L’attaque exploite une propriété fondamentale de l’IA générative : lorsqu’on l’interroge sur un outil, une bibliothèque ou un package que le modèle n’a pas rencontré lors de son apprentissage, il invente souvent un nom et une documentation crédibles plutôt que d’admettre son ignorance. Les attaquants conçoivent des invites qui poussent les modèles dans ces lacunes de connaissances, puis enregistrent les noms de domaine et les dépôts de packages que l’IA a inventés. Lorsque des développeurs ou des agents IA agissant sur les recommandations du modèle tentent d’installer le package halluciné, ils téléchargent un logiciel malveillant contrôlé par l’attaquant.
Comment ça fonctionne
HalluSquatting ne cible pas un outil d’IA en particulier mais le schéma comportemental sous-jacent commun à tous les grands modèles de langage. Un attaquant demande au modèle de « lister trois bibliothèques Python populaires pour le scan réseau » ou une tâche similaire. Le modèle génère un nom de bibliothèque plausible comme « pyscanner-pro » accompagné d’une URL de dépôt qui semble légitime. L’attaquant enregistre ce domaine et publie un package malveillant.
L’attaque devient particulièrement dangereuse avec l’IA agentique : des assistants de codage qui installent des dépendances de manière autonome, exécutent des commandes et suivent les instructions de la documentation. Un agent qui lit un README de projet suggérant l’installation via un package halluciné peut exécuter la commande sans revue humaine, accordant à l’attaquant un accès distant à la machine du développeur.
Portée et gravité
Neuf des LLM commerciaux et open source les plus utilisés sont vulnérables à cette technique, selon les chercheurs qui ont divulgué l’attaque le 8 juillet. L’attaque n’exploite pas un bug logiciel ; elle exploite le comportement appris des modèles qui consiste à être utilement génératifs même lorsqu’ils manquent de connaissances.
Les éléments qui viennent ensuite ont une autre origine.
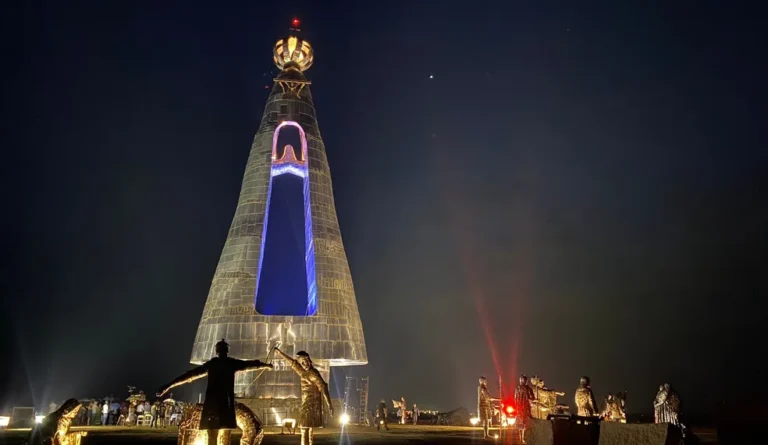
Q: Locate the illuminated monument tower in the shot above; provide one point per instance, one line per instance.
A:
(283, 275)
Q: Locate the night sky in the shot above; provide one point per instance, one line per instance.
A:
(522, 187)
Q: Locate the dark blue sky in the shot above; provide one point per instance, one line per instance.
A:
(584, 185)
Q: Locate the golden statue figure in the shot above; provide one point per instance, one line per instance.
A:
(585, 399)
(55, 427)
(314, 391)
(545, 400)
(523, 398)
(484, 408)
(613, 409)
(218, 413)
(667, 405)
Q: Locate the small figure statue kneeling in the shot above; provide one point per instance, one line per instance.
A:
(55, 427)
(246, 420)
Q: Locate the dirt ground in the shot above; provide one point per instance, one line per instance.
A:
(413, 435)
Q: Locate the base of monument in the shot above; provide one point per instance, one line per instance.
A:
(274, 412)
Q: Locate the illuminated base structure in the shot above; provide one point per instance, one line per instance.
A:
(283, 277)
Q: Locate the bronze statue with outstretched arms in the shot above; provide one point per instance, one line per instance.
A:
(219, 406)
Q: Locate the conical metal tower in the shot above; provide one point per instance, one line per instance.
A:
(283, 276)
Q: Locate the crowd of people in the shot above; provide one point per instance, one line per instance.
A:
(136, 410)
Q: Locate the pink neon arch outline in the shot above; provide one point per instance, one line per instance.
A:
(301, 134)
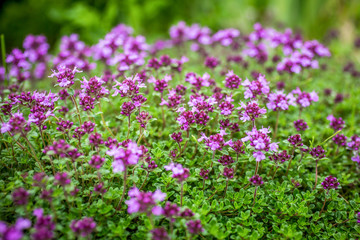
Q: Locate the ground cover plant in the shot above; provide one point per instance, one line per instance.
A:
(205, 135)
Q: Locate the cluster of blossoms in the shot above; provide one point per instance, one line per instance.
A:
(256, 88)
(280, 157)
(330, 182)
(145, 202)
(336, 123)
(44, 225)
(124, 156)
(300, 125)
(256, 180)
(65, 76)
(215, 142)
(179, 172)
(74, 53)
(304, 99)
(250, 111)
(232, 81)
(260, 141)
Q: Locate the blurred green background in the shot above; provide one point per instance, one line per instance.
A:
(92, 19)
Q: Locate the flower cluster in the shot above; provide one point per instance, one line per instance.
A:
(260, 141)
(145, 202)
(179, 172)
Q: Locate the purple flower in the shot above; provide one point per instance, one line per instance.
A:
(160, 85)
(238, 147)
(204, 173)
(123, 157)
(256, 88)
(20, 196)
(256, 180)
(260, 141)
(340, 139)
(145, 202)
(171, 210)
(44, 226)
(179, 172)
(100, 188)
(159, 234)
(194, 227)
(228, 172)
(64, 125)
(60, 148)
(295, 140)
(94, 87)
(280, 157)
(62, 179)
(16, 124)
(83, 227)
(96, 161)
(330, 182)
(201, 118)
(300, 125)
(250, 111)
(65, 76)
(336, 123)
(232, 81)
(127, 108)
(318, 152)
(88, 126)
(304, 99)
(177, 137)
(211, 62)
(226, 160)
(215, 142)
(129, 87)
(96, 140)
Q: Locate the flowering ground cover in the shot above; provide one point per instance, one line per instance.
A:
(204, 135)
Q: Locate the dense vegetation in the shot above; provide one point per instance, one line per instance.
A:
(205, 135)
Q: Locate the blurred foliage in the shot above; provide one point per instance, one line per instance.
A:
(92, 19)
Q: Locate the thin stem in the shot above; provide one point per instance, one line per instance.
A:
(323, 206)
(77, 108)
(257, 167)
(182, 193)
(147, 175)
(254, 196)
(123, 194)
(32, 149)
(227, 184)
(276, 124)
(271, 170)
(275, 171)
(140, 137)
(129, 123)
(315, 175)
(103, 120)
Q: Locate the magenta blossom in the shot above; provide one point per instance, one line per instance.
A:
(124, 156)
(260, 141)
(304, 99)
(256, 88)
(250, 111)
(65, 76)
(179, 172)
(145, 202)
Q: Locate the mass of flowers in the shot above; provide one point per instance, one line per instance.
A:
(203, 135)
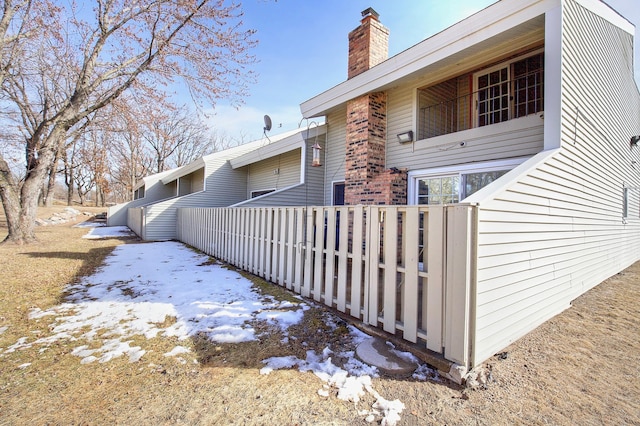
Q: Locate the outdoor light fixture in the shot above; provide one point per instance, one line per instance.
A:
(405, 137)
(316, 155)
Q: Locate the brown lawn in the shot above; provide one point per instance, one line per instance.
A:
(579, 368)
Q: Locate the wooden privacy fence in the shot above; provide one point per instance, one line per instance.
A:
(405, 269)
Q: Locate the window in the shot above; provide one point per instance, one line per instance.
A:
(439, 190)
(138, 193)
(338, 193)
(450, 185)
(493, 95)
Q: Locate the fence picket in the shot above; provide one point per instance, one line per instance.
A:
(362, 260)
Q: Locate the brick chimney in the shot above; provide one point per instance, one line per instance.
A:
(368, 44)
(366, 179)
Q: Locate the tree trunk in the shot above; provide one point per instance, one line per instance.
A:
(49, 190)
(20, 206)
(21, 203)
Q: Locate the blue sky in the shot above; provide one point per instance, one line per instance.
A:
(302, 50)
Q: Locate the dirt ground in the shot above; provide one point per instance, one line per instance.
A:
(581, 367)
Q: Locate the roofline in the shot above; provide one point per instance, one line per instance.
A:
(281, 146)
(480, 26)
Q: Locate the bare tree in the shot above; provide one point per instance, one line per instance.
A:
(175, 136)
(125, 45)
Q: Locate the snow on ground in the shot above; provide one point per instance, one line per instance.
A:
(141, 286)
(97, 232)
(90, 224)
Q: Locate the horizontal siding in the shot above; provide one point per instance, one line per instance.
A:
(335, 151)
(276, 172)
(294, 196)
(154, 191)
(558, 231)
(515, 138)
(224, 186)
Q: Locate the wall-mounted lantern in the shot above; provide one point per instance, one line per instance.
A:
(316, 155)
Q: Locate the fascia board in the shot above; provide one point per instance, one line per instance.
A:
(282, 146)
(184, 170)
(502, 16)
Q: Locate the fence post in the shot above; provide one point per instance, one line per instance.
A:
(460, 264)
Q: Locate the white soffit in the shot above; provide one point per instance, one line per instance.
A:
(497, 23)
(289, 143)
(184, 170)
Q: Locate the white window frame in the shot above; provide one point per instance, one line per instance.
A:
(460, 170)
(333, 187)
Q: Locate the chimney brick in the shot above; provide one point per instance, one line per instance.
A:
(368, 44)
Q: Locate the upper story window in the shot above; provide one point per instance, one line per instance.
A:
(509, 90)
(138, 193)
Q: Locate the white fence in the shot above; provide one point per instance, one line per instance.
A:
(405, 269)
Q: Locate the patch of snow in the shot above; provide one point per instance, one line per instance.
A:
(177, 351)
(96, 233)
(142, 286)
(352, 385)
(89, 224)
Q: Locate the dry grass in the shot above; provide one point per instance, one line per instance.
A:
(579, 368)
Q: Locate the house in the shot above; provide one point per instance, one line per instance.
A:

Le potentiel d’automatisation est considérable. Un attaquant peut générer des milliers de noms de packages hallucinés en quelques minutes, enregistrer les domaines correspondants et attendre que les victimes les installent. Le botnet est assemblé par les utilisateurs eux-mêmes, chacun installant volontairement un code malveillant que l’IA a recommandé.
Les mesures d’atténuation comprennent l’obligation d’une approbation humaine pour les commandes d’installation de packages dans les outils agentiques, la vérification de l’identité de l’éditeur avant d’installer des dépendances et la désactivation de l’exécution autonome de commandes dans les assistants de codage IA.